Wingnuts

by Bella Rum

On Friday, when my doctor’s visit was over, I could see that H had been talking to a man while he waited for me. Let me rephrase that. A man had been talking to H. He was very energetic. He was sitting across from H, and he was gesturing enthusiasticlly and talking nonstop. H was glassy-eyed, and I could see that his right ear was ragged from the fellow chewing on it.

I asked H what he was talking about. It was politics – the other religion.

I asked what his suggestions were, because I knew he had some ideas. H said he had several ideas, but the one H liked the most was his enthusiastic intention to “get rid of all the politicians.” H said he had some very unconventional ways of doing that. The man declared, “All you’d have to do to get rid of all the politicians¬† is close down all the liquor stores, and throw all the prostitutes out of DC. All the politicians would leave like rats deserting a ship.”

His dislike of government wasn’t limited to Federal. He hated his local government, too.
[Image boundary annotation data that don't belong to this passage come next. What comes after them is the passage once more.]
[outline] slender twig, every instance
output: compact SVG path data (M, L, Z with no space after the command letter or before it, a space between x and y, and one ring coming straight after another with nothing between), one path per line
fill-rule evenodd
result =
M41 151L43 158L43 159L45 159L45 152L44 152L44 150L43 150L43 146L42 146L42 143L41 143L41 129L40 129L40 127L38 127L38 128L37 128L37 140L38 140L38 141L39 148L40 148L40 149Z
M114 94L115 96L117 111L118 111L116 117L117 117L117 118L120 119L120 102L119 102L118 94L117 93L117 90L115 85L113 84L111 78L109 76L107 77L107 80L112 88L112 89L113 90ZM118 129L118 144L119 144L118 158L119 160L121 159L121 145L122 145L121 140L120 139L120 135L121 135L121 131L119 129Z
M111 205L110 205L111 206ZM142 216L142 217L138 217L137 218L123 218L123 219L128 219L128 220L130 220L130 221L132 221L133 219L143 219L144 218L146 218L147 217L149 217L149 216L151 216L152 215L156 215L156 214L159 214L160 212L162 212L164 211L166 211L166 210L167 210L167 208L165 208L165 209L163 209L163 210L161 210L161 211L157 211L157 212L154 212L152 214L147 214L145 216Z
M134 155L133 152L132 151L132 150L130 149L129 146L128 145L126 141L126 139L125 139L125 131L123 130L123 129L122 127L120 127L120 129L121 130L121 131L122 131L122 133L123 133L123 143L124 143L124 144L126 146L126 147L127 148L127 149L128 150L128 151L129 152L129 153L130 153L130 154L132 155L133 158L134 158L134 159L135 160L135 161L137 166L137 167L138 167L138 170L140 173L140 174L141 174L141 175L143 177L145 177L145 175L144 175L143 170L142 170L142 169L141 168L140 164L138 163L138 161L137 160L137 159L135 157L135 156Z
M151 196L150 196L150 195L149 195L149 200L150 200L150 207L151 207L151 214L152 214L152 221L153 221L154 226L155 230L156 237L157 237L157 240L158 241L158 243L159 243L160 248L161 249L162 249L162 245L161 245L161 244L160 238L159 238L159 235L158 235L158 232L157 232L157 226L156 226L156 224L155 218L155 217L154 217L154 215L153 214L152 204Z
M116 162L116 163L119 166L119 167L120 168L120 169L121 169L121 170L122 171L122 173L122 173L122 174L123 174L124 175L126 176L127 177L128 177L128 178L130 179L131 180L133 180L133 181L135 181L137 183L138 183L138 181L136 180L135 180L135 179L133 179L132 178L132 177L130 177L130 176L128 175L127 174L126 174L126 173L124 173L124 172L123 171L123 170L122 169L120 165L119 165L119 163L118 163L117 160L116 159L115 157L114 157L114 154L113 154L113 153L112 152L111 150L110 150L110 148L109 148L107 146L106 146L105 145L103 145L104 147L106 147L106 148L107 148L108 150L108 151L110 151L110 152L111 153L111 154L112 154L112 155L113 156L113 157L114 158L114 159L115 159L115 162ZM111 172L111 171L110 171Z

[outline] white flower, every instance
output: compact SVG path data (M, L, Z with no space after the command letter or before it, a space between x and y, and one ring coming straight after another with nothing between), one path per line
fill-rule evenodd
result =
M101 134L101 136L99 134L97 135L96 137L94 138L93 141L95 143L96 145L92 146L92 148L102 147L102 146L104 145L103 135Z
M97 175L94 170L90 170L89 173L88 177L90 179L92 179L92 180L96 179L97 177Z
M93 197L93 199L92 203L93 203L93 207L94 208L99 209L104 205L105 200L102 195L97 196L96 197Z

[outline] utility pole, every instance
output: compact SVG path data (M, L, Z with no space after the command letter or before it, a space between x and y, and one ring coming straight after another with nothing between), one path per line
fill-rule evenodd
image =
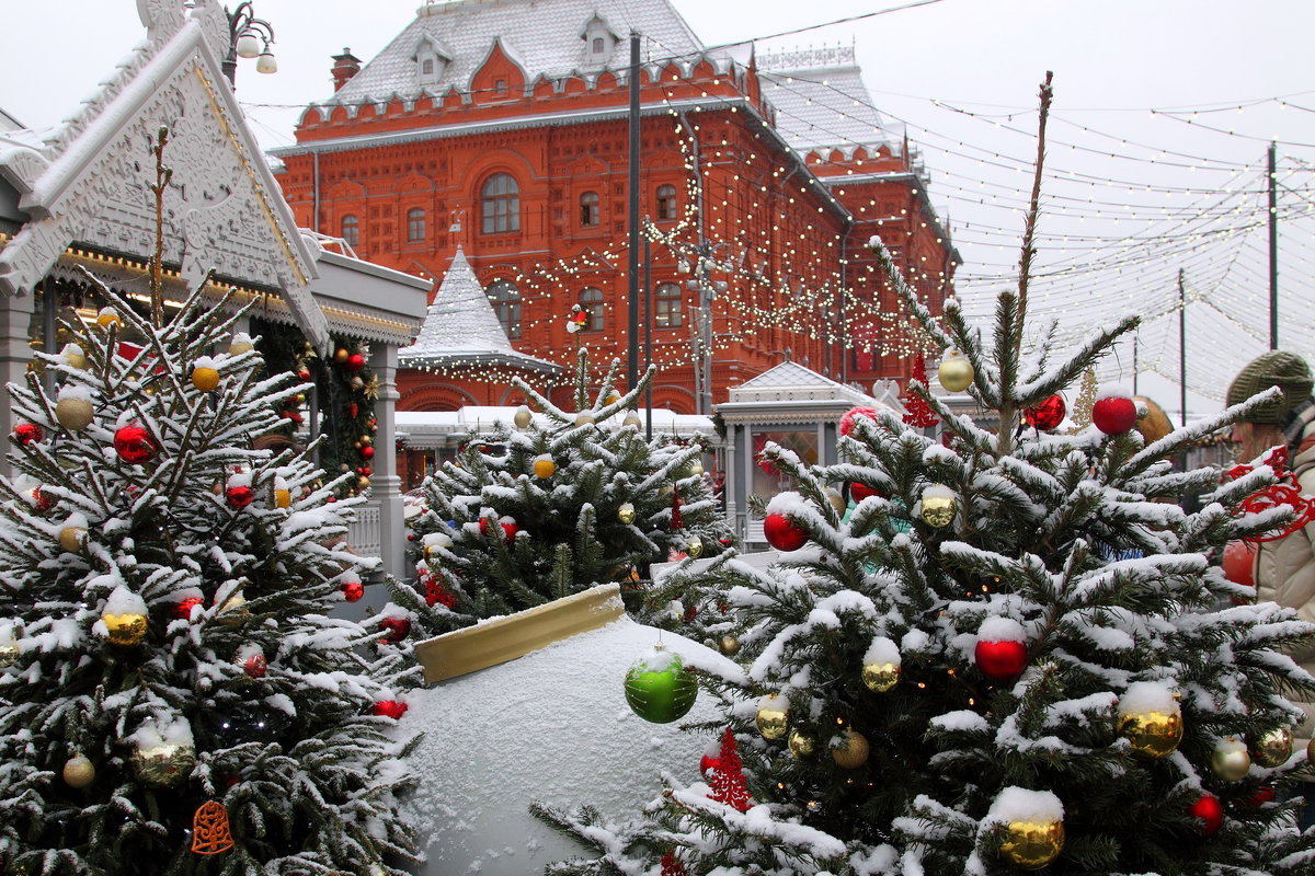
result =
M1187 282L1182 268L1178 268L1178 411L1180 420L1187 424Z
M630 33L630 313L626 389L639 385L639 34Z
M1269 144L1269 348L1278 349L1278 172L1277 143Z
H said he was very knowledgeable about local officials and their affairs, both official and personal.

He also believed that all wars should be halted immediately. His granddaddy always told him that you should never fight a man in his own backyard. Granddaddy also said you should take care of your own before giving your groceries away to others.

Maybe I titled this post incorrectly. I don’t really think this guy was a wingnut. He didn’t seem to be angry at one particular party. He was very frustrated, and I have to say, he isn’t alone. These are tough times for a lot of people, and apparently a lot of them see my doctor.